Grammy winners will be announced on February 4
A song featuring speeches by Indian Prime Minister Narendra Modi has been nominated for a Grammy. AFP
A song featuring speeches by Indian Prime Minister Narendra Modi has been nominated for a Grammy. AFP

India’s Prime Minister Narendra Modi has made an entry into the halls of global music with a song featuring him and his passion for millet nominated for a Grammy.

“Abundance In Millets” by Falu and Gaurav Shah, a tune the musicians say was “written and performed” with the prime minister, features speeches by Modi expounding the benefits of his favourite grain.

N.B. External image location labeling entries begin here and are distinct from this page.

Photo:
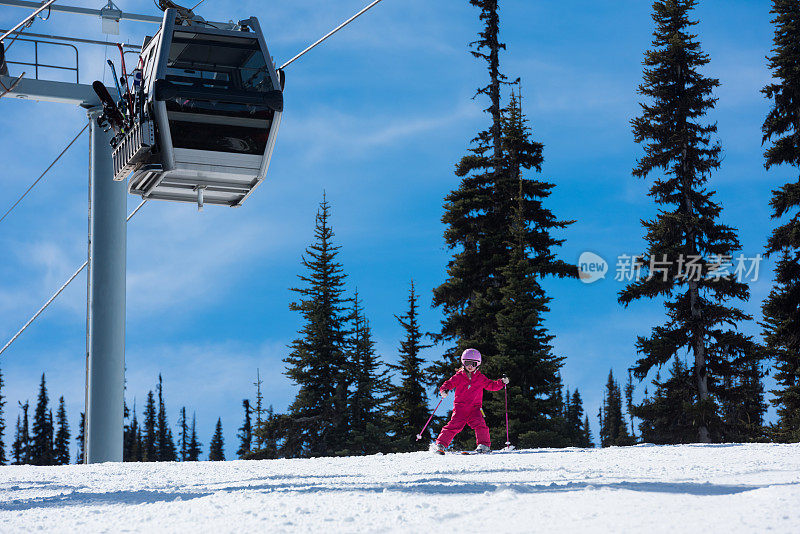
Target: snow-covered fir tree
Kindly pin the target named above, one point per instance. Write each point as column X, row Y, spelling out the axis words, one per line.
column 613, row 427
column 183, row 435
column 42, row 429
column 165, row 444
column 408, row 400
column 781, row 130
column 80, row 440
column 195, row 447
column 216, row 447
column 366, row 401
column 3, row 459
column 61, row 441
column 685, row 240
column 317, row 363
column 245, row 431
column 150, row 434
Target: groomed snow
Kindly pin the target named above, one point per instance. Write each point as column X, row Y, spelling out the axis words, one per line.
column 643, row 489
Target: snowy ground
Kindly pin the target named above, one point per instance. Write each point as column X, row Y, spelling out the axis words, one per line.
column 717, row 488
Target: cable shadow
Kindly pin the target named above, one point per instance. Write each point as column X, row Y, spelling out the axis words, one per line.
column 84, row 499
column 445, row 486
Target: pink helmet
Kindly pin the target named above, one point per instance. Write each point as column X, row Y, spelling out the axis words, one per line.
column 471, row 354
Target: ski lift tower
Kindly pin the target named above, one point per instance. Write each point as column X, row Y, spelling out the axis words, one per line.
column 105, row 365
column 200, row 128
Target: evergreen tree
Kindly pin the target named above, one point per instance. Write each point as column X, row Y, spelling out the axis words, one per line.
column 3, row 458
column 216, row 452
column 183, row 435
column 586, row 438
column 132, row 448
column 42, row 430
column 81, row 440
column 781, row 309
column 523, row 342
column 273, row 433
column 61, row 442
column 480, row 216
column 666, row 417
column 259, row 410
column 195, row 448
column 165, row 445
column 613, row 427
column 317, row 362
column 245, row 432
column 20, row 447
column 629, row 389
column 685, row 241
column 25, row 440
column 409, row 402
column 366, row 403
column 149, row 436
column 576, row 431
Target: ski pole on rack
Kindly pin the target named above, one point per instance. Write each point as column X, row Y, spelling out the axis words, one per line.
column 505, row 393
column 419, row 436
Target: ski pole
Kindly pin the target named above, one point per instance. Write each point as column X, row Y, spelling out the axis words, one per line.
column 419, row 436
column 505, row 393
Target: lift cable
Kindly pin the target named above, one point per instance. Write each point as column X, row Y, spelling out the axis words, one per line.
column 27, row 21
column 336, row 29
column 60, row 290
column 42, row 175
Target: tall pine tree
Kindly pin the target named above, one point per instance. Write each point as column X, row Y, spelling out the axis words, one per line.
column 80, row 440
column 317, row 362
column 195, row 447
column 666, row 416
column 42, row 430
column 480, row 215
column 183, row 435
column 61, row 442
column 782, row 130
column 3, row 458
column 366, row 403
column 259, row 409
column 523, row 342
column 216, row 447
column 245, row 432
column 613, row 427
column 150, row 434
column 470, row 297
column 409, row 402
column 165, row 445
column 21, row 448
column 679, row 148
column 132, row 446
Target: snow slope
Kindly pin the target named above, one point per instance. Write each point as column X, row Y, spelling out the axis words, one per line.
column 643, row 489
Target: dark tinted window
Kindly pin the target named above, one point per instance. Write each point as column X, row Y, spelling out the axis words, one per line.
column 218, row 62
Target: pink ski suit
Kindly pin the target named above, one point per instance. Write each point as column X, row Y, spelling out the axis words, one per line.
column 467, row 406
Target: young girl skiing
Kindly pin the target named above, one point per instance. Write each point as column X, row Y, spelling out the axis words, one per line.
column 468, row 384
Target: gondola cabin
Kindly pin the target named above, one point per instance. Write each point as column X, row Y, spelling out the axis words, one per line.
column 204, row 117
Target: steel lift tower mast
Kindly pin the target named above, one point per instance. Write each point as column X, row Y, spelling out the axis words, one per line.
column 205, row 162
column 105, row 374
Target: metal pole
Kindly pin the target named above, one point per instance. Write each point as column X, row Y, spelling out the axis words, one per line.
column 106, row 373
column 29, row 17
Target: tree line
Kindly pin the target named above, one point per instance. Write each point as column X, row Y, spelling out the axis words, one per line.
column 41, row 439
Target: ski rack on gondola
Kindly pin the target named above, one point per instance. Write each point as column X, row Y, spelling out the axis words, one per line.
column 200, row 122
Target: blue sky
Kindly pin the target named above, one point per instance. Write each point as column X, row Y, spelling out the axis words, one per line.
column 377, row 118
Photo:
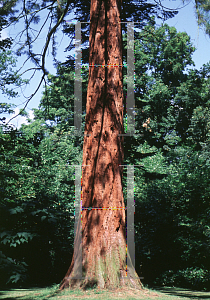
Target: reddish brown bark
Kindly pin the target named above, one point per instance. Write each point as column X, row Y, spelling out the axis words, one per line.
column 103, row 231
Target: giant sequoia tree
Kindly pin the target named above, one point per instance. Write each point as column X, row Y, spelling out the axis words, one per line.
column 103, row 230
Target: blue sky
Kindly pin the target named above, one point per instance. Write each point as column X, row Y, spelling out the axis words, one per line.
column 185, row 20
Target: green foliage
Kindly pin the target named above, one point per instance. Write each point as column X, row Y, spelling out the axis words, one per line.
column 172, row 229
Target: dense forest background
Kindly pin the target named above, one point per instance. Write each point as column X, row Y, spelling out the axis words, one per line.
column 172, row 183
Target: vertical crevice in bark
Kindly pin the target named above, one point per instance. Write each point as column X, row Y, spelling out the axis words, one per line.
column 103, row 229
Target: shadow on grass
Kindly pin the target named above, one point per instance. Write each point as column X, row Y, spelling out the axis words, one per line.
column 181, row 292
column 29, row 293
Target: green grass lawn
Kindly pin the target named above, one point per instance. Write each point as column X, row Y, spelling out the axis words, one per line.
column 53, row 293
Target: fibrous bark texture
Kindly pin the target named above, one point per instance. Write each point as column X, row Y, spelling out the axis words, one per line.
column 103, row 229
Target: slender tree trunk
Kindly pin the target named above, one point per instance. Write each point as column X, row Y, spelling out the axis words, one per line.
column 103, row 230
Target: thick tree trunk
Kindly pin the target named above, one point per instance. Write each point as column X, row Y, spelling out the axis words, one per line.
column 103, row 230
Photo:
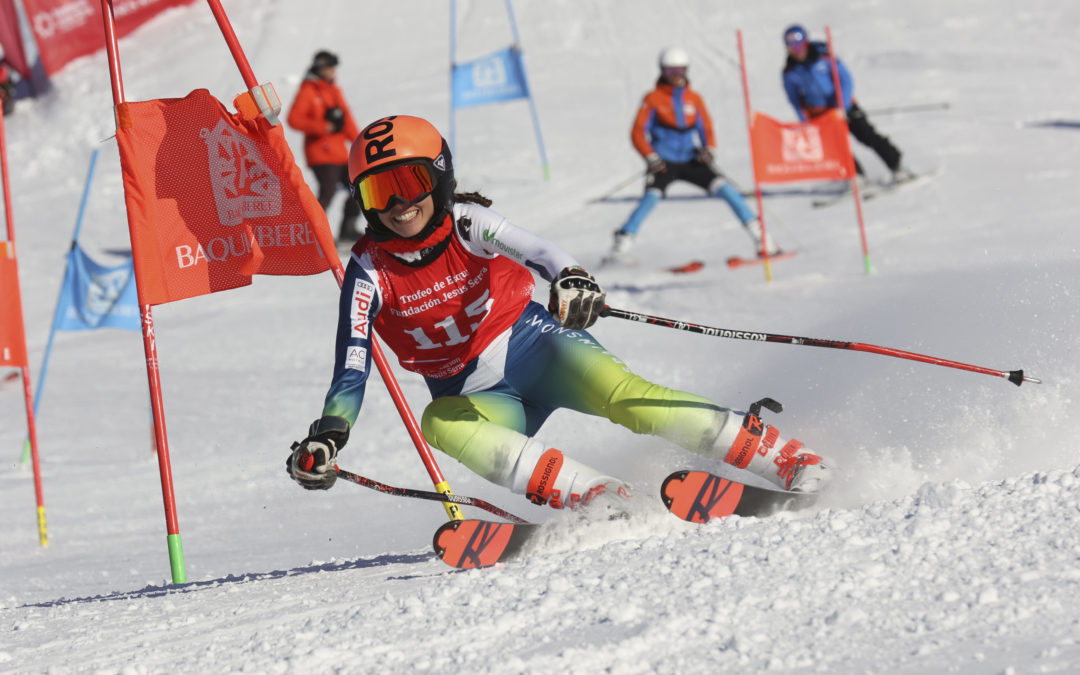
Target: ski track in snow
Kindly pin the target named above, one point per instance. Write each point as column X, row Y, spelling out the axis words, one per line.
column 949, row 543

India is the world’s largest producer and second-largest exporter of millet, a gluten-free grain which can grow on marginal land with limited water, and Modi’s government has been working to boost its production and consumption since coming to power in 2014.

“Millets are a wonder”, Falu and Shah sing, pondering “what if we could change the world?”

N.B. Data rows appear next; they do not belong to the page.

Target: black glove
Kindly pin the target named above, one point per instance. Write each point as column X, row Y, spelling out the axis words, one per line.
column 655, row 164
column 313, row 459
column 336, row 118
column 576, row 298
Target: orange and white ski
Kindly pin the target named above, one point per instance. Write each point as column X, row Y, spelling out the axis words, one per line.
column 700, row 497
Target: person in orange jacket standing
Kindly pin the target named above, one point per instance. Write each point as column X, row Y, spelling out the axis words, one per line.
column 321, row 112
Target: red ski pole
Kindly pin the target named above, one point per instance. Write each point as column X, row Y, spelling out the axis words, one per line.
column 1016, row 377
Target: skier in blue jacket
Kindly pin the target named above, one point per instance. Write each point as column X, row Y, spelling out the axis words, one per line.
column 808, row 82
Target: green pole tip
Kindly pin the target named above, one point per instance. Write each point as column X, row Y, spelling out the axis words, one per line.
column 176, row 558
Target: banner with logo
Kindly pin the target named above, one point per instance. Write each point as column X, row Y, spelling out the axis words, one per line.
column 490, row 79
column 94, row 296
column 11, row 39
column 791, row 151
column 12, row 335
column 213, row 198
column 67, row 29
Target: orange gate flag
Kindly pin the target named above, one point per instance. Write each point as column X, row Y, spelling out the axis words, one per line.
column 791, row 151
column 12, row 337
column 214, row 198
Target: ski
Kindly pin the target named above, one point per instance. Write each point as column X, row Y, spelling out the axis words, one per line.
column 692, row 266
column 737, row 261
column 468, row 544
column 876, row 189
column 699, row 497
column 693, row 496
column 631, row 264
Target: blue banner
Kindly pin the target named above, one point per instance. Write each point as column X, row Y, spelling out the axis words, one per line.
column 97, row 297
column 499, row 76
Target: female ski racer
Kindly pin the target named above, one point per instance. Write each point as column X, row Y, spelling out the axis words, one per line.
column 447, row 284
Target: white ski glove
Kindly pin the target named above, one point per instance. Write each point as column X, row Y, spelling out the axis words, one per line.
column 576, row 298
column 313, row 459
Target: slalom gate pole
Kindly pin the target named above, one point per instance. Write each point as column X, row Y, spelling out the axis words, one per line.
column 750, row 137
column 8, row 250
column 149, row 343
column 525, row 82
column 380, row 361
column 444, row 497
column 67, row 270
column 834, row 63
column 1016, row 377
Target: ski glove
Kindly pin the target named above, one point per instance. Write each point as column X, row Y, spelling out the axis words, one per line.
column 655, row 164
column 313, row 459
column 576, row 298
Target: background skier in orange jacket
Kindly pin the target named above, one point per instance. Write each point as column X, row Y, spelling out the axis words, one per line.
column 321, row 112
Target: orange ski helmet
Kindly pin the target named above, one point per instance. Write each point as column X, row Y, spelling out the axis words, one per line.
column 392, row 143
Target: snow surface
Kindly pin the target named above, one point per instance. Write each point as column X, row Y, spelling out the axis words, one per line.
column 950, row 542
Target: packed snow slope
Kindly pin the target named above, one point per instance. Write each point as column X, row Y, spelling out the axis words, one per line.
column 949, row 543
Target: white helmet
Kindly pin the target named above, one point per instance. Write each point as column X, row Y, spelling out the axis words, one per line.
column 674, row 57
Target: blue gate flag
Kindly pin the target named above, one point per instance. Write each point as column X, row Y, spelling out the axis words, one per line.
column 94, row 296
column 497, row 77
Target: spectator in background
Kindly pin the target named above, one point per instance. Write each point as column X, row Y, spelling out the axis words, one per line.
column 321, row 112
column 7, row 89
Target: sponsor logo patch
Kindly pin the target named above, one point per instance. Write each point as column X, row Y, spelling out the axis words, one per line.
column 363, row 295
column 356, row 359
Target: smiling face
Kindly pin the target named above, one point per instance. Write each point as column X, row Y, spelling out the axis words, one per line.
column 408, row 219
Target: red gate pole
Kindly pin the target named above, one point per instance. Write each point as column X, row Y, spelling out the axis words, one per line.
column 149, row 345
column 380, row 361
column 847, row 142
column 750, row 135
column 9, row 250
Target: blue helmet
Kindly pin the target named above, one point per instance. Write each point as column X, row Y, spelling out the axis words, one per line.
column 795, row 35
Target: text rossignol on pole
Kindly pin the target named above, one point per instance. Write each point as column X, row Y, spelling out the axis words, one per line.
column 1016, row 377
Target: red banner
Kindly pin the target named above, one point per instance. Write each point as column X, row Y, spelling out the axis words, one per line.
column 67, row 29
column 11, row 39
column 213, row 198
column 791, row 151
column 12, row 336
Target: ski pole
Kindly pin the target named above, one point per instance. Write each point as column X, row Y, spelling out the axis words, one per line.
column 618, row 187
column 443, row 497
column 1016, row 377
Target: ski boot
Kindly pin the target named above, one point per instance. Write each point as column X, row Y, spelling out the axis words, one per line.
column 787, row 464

The tune was nominated Friday in the Best Global Music Performance category, alongside six others, ranging from Nigerian Afrobeat star Burna Boy and Davido, to Mexico’s Silvana Estrada and Franco-Lebanese trumpeter Ibrahim Maalouf.

Grammy-winning Indian-American singer Falguni Shah, popularly known as Falu, has said the song was a “smart idea” from Modi himself who collaborated in its making to realise his “vision” of helping overcome hunger and alleviate poverty in the world.

The song was “written and performed with Honourable Prime Minister Narendra Modi to help farmers grow millets and help end world hunger”, Falu said on X in June.

Modi, 73, has called the tune “very creative” and said he believes it “will inspire more people to embrace millets for healthy living!”

It was India’s suggestion that the United Nations declare 2023 as the International Year of Millets, and at the G20 summit in September in New Delhi world leaders were served an all-vegetarian dinner dominated by millet.

Millet was a staple food in many regions of India for thousands of years, and was eaten as porridge, flatbread, dosa pancakes and with lentils.

But the “green revolution” that started in India in the 1960s saw the production of millet fall as hybrid high-yield varieties of wheat and rice gained prominence.

As a result, millet began to be seen as the food of the rural poor.

“The shared efforts of our farmers and us….will adorn India and the world’s prosperity with a new radiance,” Modi says in the song, in a sample from a speech.

Grammy winners will be announced on February 4.